Gender and Resistance Work in South Africa

Gender and Resistance Work in South Africa:

An Interview with Dr. Miranda Pillay

by Evelyn Parker

While researching and writing a paper to be presented at the 2015 International Academy of Practical Theology (IAPT), I discovered the work of a scholar, Dr. Miranda Pillay, who is a member of the Circle of Concerned African Women Theologians, the group our beloved Dr. Mercy Oduyoye founded. Dr. Miranda Pillay is a Senior Lecturer in the Faculty of Arts at the University of the Western Cape. Her writing and teaching are in New Testament Studies and Ethics.  Since the IAPT meeting will convene in South Africa, I ventured to introduce myself to Dr. Pillay by email. She responded immediately. During my last trip to Cape Town, I met Dr. Pillay. She invited my mother and me to her home for a traditional Capetonian meal with her family. We shared family stories and intriguing conversation about our research during and after a wonderful meal of grilled Snoek (fish) and Smoortie (tomato sauce) and other delicious dishes.

The beginning of our friendship was magical.

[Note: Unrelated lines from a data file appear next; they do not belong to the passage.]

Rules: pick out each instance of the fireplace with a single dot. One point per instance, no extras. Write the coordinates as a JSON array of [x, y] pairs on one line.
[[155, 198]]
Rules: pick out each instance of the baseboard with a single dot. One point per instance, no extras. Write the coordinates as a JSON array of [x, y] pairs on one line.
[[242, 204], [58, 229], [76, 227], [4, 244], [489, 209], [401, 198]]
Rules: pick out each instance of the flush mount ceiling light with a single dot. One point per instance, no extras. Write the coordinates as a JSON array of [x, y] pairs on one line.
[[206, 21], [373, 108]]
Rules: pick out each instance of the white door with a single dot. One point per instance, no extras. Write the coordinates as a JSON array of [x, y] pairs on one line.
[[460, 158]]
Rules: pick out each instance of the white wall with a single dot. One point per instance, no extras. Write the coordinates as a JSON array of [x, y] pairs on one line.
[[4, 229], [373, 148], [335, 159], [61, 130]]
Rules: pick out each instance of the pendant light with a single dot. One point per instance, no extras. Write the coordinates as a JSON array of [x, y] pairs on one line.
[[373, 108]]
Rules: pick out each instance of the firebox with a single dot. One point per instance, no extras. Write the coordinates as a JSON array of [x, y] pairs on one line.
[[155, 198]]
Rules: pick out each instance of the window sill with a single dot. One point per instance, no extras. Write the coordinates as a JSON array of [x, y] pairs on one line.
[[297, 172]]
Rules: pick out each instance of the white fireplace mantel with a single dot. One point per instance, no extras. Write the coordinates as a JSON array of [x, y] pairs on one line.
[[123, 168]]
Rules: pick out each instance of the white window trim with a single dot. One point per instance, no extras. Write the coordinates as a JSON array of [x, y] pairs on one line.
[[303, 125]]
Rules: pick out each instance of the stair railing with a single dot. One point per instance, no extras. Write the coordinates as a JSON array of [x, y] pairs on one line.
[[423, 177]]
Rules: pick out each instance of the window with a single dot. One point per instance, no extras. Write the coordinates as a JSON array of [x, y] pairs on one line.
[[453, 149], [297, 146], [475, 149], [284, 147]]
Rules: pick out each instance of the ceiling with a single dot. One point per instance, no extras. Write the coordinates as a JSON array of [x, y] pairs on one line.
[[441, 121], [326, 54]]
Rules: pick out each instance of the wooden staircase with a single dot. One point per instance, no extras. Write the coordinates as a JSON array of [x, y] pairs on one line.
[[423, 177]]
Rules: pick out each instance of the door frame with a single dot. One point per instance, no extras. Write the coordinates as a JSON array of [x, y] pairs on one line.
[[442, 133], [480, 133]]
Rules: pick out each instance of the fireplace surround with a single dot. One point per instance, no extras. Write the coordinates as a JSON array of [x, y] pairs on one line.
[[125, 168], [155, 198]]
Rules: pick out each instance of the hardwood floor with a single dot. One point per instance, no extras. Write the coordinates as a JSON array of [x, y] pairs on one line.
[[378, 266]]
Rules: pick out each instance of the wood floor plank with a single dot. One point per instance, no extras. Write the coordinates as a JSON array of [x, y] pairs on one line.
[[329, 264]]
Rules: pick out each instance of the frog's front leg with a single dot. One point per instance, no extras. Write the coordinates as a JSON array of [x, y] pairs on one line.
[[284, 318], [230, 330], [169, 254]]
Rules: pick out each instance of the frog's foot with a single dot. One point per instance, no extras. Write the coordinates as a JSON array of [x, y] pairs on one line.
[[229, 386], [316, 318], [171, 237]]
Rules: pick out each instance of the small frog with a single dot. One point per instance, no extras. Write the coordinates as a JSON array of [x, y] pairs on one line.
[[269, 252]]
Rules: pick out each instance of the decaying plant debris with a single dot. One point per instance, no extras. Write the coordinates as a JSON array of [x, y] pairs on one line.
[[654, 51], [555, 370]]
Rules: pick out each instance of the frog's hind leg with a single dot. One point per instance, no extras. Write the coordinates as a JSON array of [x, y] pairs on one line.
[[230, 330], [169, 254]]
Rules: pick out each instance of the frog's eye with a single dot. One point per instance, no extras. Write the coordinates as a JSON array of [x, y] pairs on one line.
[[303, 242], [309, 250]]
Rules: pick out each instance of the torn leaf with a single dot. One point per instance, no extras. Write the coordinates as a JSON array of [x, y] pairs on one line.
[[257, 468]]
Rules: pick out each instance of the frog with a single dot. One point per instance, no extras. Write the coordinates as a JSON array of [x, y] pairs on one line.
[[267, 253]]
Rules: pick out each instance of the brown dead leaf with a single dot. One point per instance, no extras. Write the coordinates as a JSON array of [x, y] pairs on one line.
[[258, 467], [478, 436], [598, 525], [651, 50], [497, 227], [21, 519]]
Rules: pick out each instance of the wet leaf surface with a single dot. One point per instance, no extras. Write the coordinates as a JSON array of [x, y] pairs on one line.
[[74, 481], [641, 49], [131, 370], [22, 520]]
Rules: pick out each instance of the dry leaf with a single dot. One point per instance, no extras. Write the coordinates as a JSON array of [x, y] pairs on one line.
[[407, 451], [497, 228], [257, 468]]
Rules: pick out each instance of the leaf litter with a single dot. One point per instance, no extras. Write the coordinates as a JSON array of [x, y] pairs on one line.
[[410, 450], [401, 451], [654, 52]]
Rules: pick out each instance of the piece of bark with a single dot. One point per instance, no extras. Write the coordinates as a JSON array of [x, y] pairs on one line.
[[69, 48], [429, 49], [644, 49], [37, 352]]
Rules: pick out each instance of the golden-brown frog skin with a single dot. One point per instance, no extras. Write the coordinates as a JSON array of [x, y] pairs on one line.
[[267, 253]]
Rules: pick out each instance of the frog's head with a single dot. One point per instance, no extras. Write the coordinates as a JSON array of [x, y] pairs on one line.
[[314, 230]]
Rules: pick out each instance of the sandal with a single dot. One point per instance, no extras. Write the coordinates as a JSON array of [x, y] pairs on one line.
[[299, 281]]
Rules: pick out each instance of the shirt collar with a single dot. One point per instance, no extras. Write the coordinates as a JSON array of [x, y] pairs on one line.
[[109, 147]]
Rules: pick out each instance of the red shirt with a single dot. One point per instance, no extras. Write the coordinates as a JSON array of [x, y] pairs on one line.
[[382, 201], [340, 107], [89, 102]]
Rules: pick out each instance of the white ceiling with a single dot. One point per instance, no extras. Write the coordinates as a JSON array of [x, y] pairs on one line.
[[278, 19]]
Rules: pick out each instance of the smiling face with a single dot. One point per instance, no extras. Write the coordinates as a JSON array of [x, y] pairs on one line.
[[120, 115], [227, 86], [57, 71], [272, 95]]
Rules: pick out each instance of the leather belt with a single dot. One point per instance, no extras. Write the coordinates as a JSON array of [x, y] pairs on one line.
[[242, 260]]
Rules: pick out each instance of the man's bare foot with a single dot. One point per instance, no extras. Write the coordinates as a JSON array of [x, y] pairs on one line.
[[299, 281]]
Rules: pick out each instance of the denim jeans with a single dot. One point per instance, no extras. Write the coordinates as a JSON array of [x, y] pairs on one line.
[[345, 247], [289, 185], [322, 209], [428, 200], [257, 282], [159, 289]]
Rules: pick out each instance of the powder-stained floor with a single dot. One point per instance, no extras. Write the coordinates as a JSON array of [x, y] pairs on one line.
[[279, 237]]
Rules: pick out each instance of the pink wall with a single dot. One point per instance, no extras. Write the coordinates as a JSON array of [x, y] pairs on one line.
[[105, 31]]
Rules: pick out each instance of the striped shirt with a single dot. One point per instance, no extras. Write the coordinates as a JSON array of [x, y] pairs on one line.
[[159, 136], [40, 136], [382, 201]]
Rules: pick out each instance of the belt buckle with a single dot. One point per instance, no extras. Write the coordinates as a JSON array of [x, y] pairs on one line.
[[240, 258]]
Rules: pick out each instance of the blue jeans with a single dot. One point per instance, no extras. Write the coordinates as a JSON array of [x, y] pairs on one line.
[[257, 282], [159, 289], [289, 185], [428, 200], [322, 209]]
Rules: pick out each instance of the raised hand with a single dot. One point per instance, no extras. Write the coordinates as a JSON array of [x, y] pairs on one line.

In a recent email exchange, I told her about The Daughters and asked her if she would tell me about a forthcoming conference entitled “Gender and Resistance” that she is hosting at the University of the Western Cape. Below is our conversation.

EP: What is the purpose/goal of the “Gender and Resistance” Conference?

Dr. Pillay: During this one-day conference (5 May 2016), we will contemplate the question of the nature and the significance of Gender and Resistance. What role do feminist concerns play in the current culture of protest that will likely be with us for some time? What biblical and theological resources are there to help us in this quest for justice and recognition that has been central to many of the protest movements? What does the history of resistance movements in South Africa, particularly as it relates to gender, have to teach us today as we are facing a whole new set of challenges in working toward a just and fair society?

EP: Why is “resistance” important?

Dr. Pillay: The theme of resistance has been (and continues to be) an existential reality, not only in terms of racism, but also in terms of gender.  While women in particular were on the forefront of resistance against the racist pass laws (which restricted the movement of black people in apartheid South Africa), it is a sad fact that today, one of the few profoundly non-racial institutions in South Africa is patriarchy. Amongst the multiple chauvinisms which abound in our country, the male version rears itself with special and equal vigor in all communities. Recently, there has been a rise in conservative or fundamentalist religious movements, often associated with conservative nationalism or right-wing politics. These movements are generally opposed to the concept of gender equality.

Dr. Pillay: The year 2015 will go down in history as the year of student protests. What started with #RhodesMustFall culminated in the #FeesMustFall and #EndOutsourcing movements. Since October 2015, students have been demanding free education on campuses all around the country, in addition to fair working conditions for university workers. On some campuses, including the University of the Western Cape, exams were disrupted and protests turned violent.

EP: Who will attend the “Gender and Resistance” Conference?

Dr. Pillay: In attendance, will be students from the University of the Western Cape and University of Stellenbosch Academics. Also, pastors (from the different churches) are invited to participate. This conference is an annual joint venture of the UWC and Stellenbosch Chapters of the Circle of Concerned African Women Theologians.

If you are able, I invite you to attend the conference on “Gender and Resistance” on May 5, 2016. The experience holds promise for forming new friendships at the intersection of works of justice among women of African ancestry.

Evelyn L. Parker is Susanna Wesley Centennial Professor of Practical Theology and Associate Dean for Academic Affairs at Perkins School of Theology, Southern Methodist University in Dallas, Texas.